Discussion in 'Options' started by nravo, Aug 13, 2008.

  1. nravo


    I noticed Max Ansbacher has been using this for a while, apparently abandoning his all naked option strategies of the previous decade. As best as I can tell he writes an OTM SP put and sells a SP future contract and adds short OTM SP puts until he is delta hedged.

    In other wrods he is short a SP contract and, given a hypothetical delta of .10 for the (very) OTM SP puts, he writes 10 puts.

    I see how the futures position is covered in case of a rise in price, and I can see how if the price drops, he makes a hefty killing on expired option premium.

    But if it drops a ton, he is dead, no? Yeah, the short futures will increase in value, but with a vol spike, there is no way this would make up for what happens to the 10 short puts, the increasing gamma and all that, right?

    Am I missing something? How does he hedge the gap risk? I am assuming he does, and he's not playing (Victor) Neiderhoffer.
  2. I used a similiar strategy in January. I wrote a slightly ITM put and sold a s&p 500 emini. Put on the trade the day before Martin Luther King's birthday. Of course, I did not know how to manage it. The max profit is received if the futures plummet, which they did on MLK' b-day. Of course, if I exited both legs at the close, I would have made the max profit. So, instead, I exited on Tuesday as the market was recovering because of an emergency rate cut by Fed. In 2007, I also wrote OTM puts and delta hedged with FUT. The problem is constant adjustment to stay delta hedged, and you end up losing money, for when you have to close out the working hedge (the FUT), it is inevitably at a loss--so it eats into the initial premium. And, in this case, if you end up covering when the market touches your put, and it rebounds, you will lose a great deal more. I am speaking from experience.

    If I were to trade short puts and short futures, I would write slightly ITM put, as above, but I would manage the trade better. Again, if the futures plummet, I would look to close out the trade rather than waiting "for assignment." If you close out the trade for a prof, you can always do another one. If the market goes up, you can close out the short put for a profit (say 70%) and hope that the future drops to profit levels or to minimal loss levels.

    The problem with these scenarios is delta and gamma. An ATM put has a delta of .50 (the FUT's "delta" is 1.00). So, the future moves twice as fast as the put either direction. Plus delta decrease over time and market movement (depends on direction and the amount of movement).

    In conclusion, I am not a fan of Ansbacher's new strategy. I know he used to do short strangles; he didn't do short iron condors, for if I remember correctly,he believed that the cost of the wingsas a waste of premium. I used to write puts deep OTM, and did it successfully until August 2007. By May 2007, I was hedging short puts with short futures. Unfortunately, I didn't know how to manage the hedge nor the short put. As it turns out, they't be efficiently managed.
  3. nravo


    Interesting.
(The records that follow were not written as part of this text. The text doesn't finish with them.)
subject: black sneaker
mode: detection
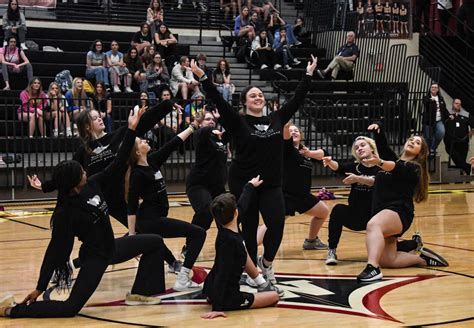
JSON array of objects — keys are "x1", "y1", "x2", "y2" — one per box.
[
  {"x1": 357, "y1": 264, "x2": 383, "y2": 282},
  {"x1": 420, "y1": 247, "x2": 449, "y2": 266}
]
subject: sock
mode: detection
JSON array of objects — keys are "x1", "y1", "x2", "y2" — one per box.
[{"x1": 253, "y1": 273, "x2": 266, "y2": 286}]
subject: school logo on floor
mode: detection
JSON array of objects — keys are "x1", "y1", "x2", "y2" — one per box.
[{"x1": 89, "y1": 267, "x2": 444, "y2": 323}]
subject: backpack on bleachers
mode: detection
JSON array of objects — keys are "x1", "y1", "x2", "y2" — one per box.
[{"x1": 54, "y1": 69, "x2": 72, "y2": 94}]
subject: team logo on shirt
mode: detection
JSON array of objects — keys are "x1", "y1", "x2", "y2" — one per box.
[{"x1": 89, "y1": 267, "x2": 446, "y2": 323}]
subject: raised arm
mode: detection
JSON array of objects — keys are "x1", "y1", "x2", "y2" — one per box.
[{"x1": 275, "y1": 55, "x2": 318, "y2": 124}]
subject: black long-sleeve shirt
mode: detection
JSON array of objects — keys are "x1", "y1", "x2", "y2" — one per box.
[
  {"x1": 186, "y1": 127, "x2": 227, "y2": 189},
  {"x1": 203, "y1": 183, "x2": 253, "y2": 311},
  {"x1": 128, "y1": 136, "x2": 183, "y2": 217},
  {"x1": 202, "y1": 75, "x2": 311, "y2": 188},
  {"x1": 36, "y1": 130, "x2": 136, "y2": 291}
]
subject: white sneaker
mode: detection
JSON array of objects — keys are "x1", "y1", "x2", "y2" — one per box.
[
  {"x1": 257, "y1": 256, "x2": 277, "y2": 285},
  {"x1": 173, "y1": 272, "x2": 201, "y2": 292}
]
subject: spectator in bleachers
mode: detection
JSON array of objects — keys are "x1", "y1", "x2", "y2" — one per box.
[
  {"x1": 146, "y1": 0, "x2": 164, "y2": 35},
  {"x1": 65, "y1": 77, "x2": 89, "y2": 124},
  {"x1": 155, "y1": 23, "x2": 178, "y2": 64},
  {"x1": 131, "y1": 22, "x2": 153, "y2": 54},
  {"x1": 212, "y1": 59, "x2": 235, "y2": 103},
  {"x1": 17, "y1": 77, "x2": 47, "y2": 138},
  {"x1": 86, "y1": 40, "x2": 110, "y2": 88},
  {"x1": 3, "y1": 0, "x2": 28, "y2": 50},
  {"x1": 444, "y1": 99, "x2": 474, "y2": 175},
  {"x1": 43, "y1": 82, "x2": 72, "y2": 137},
  {"x1": 194, "y1": 52, "x2": 212, "y2": 80},
  {"x1": 252, "y1": 30, "x2": 281, "y2": 69},
  {"x1": 170, "y1": 56, "x2": 200, "y2": 100},
  {"x1": 273, "y1": 26, "x2": 301, "y2": 69},
  {"x1": 422, "y1": 83, "x2": 447, "y2": 156},
  {"x1": 0, "y1": 36, "x2": 33, "y2": 90},
  {"x1": 316, "y1": 31, "x2": 359, "y2": 80},
  {"x1": 90, "y1": 81, "x2": 114, "y2": 133},
  {"x1": 234, "y1": 7, "x2": 255, "y2": 41},
  {"x1": 123, "y1": 47, "x2": 145, "y2": 91},
  {"x1": 146, "y1": 53, "x2": 170, "y2": 97},
  {"x1": 141, "y1": 45, "x2": 156, "y2": 70},
  {"x1": 105, "y1": 40, "x2": 133, "y2": 92}
]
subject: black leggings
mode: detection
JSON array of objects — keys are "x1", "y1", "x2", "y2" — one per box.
[
  {"x1": 186, "y1": 186, "x2": 225, "y2": 245},
  {"x1": 328, "y1": 204, "x2": 418, "y2": 252},
  {"x1": 229, "y1": 179, "x2": 285, "y2": 263},
  {"x1": 10, "y1": 235, "x2": 165, "y2": 318},
  {"x1": 137, "y1": 214, "x2": 206, "y2": 269}
]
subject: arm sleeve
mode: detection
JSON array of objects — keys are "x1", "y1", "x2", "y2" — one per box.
[
  {"x1": 274, "y1": 73, "x2": 311, "y2": 125},
  {"x1": 136, "y1": 100, "x2": 173, "y2": 137},
  {"x1": 148, "y1": 136, "x2": 183, "y2": 168},
  {"x1": 36, "y1": 210, "x2": 74, "y2": 291},
  {"x1": 202, "y1": 79, "x2": 242, "y2": 135},
  {"x1": 212, "y1": 242, "x2": 235, "y2": 311}
]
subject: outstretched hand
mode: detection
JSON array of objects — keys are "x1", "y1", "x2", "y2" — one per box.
[
  {"x1": 128, "y1": 106, "x2": 148, "y2": 130},
  {"x1": 191, "y1": 59, "x2": 206, "y2": 78},
  {"x1": 306, "y1": 54, "x2": 318, "y2": 75}
]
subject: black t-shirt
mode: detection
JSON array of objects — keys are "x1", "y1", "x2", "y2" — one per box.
[
  {"x1": 283, "y1": 138, "x2": 315, "y2": 196},
  {"x1": 36, "y1": 130, "x2": 136, "y2": 291},
  {"x1": 132, "y1": 31, "x2": 153, "y2": 43},
  {"x1": 203, "y1": 184, "x2": 253, "y2": 311},
  {"x1": 203, "y1": 75, "x2": 311, "y2": 188},
  {"x1": 128, "y1": 136, "x2": 183, "y2": 218},
  {"x1": 186, "y1": 127, "x2": 227, "y2": 188}
]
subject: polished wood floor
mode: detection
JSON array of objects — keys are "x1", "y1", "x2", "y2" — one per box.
[{"x1": 0, "y1": 185, "x2": 474, "y2": 327}]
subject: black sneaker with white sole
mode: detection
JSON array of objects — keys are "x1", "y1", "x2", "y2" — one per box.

Does Ansbacher's current strategy use ITM, ATM or near OTM puts? I thought it was far OTM, like the put half of his old strangle strategy? Perhaps that's why it sounded so far-fetched to me. If he was doing far OTM with a deltas of say .10, he would be writing 10 puts for every futures contract sold, which is, to me, a huge naked risk, a la Neiderhoffer. But if he is doing an ITM, ATM or even slightly OTM, then the delta is like .50 or close to it on each put, so he is doing a two for one write, which, basically, is just a ratio covered write with puts, right? Nothing so radical about that, a common strategy. Still that naked exposure on the down side, even one contract, I can't stomach it; I would hedge that somehow, to avoid a massive blow up. I'm not as queasy going naked on the call side with futures or even index options. But puts? Can't stomach it. I do concede though that you can get burned on the call side, too. If I recall correctly, the emergency rate cut by the Fed in January shot the pre-market ES up like 35 points in two minutes. I remember it quite well, as I was naked a call and took my biggest loss of the year -- on an upside rally! In '08! Go figure.